Working primarily in ceramics, Leigh has long elevated the labor of Black women. She has fused representations of their bodies with vernacular architectural forms from Africa or utilitarian vessels such as jugs and pitchers, made and used throughout the African diaspora.
These distinctive figures, sometimes faceless and veering into abstraction, have been holding court in New York recently, from the 2019 Whitney Biennial to a solo exhibition at the Guggenheim Museum after the artist won the institution’s Hugo Boss Prize in 2018. Leigh’s majestic 16-foot-tall bronze bust, titled “Brick House,” gazing down Tenth Avenue fromthe High Line Plinth since 2019, celebrates Black female beauty and strength — not often commemorated in the public sphere. (Kenyan American artist Wangechi Mutu recently offered another alternative to monuments in her sculptures of female figures for the facade of the Metropolitan Museum of Art.)
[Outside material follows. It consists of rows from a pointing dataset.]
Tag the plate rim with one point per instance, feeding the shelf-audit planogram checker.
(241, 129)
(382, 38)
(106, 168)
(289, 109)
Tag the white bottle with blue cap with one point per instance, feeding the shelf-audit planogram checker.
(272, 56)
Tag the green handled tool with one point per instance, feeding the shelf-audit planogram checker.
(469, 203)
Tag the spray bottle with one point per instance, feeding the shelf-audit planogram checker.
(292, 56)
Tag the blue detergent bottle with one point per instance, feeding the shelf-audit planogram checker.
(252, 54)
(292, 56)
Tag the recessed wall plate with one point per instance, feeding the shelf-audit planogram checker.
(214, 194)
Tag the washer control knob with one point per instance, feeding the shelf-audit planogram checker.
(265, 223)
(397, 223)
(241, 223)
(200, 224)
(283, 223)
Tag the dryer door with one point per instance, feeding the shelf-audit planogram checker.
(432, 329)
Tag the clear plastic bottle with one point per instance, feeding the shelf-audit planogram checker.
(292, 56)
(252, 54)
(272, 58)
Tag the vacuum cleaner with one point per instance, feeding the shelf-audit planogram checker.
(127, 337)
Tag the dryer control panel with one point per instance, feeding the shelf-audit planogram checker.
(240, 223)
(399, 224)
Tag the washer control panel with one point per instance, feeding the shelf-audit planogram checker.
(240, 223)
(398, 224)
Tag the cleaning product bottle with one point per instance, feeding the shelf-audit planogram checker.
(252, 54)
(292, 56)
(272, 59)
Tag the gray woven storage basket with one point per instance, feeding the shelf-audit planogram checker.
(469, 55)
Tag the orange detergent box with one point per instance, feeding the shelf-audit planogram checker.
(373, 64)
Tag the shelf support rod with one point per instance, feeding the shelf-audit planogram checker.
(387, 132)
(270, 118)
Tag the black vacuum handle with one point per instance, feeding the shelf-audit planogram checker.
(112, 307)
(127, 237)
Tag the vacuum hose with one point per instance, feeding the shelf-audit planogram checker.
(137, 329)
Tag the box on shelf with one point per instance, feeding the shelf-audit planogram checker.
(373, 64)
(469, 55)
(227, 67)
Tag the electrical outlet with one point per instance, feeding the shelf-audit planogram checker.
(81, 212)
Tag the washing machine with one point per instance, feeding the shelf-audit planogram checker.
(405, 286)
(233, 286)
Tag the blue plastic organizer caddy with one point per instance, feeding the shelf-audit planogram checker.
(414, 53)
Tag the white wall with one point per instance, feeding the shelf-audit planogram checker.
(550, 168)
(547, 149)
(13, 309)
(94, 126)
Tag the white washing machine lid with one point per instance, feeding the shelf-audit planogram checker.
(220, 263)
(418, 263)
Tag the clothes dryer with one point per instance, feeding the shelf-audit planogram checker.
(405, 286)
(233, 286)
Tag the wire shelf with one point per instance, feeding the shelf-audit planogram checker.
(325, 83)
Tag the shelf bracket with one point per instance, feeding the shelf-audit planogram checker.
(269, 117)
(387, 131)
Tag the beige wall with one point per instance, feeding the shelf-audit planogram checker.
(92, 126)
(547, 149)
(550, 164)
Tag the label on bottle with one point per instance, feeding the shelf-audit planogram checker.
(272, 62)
Leigh’s exhibition at the U.S. Pavilion, a 1930s Palladian-style space with a rotunda and Doric columns, is co- commissioned by Jill Medvedow, director of the Institute of Contemporary Art in Boston, and its chief curator, Eva Respini, who is also organizing the artist’s first survey exhibition at the Boston museum in 2023.
Medvedow said she could not think of an artist better suited to representing the United States at this time. “The idea of Simone Leigh in Venice does disrupt the narrative of 400-plus years of American history,” she said. “Her sculptures are really commanding in the space they occupy. The scale and presence and magnificence of her figures are so demanding of visibility.”
The neoclassical building sits inside the Giardini, the Venice park that hosts the national pavilions. Leigh plans to do an outdoor monumental bronze statuary in the forecourt, framed by the building’s architectural colonnade, and a series of sculptures and installations.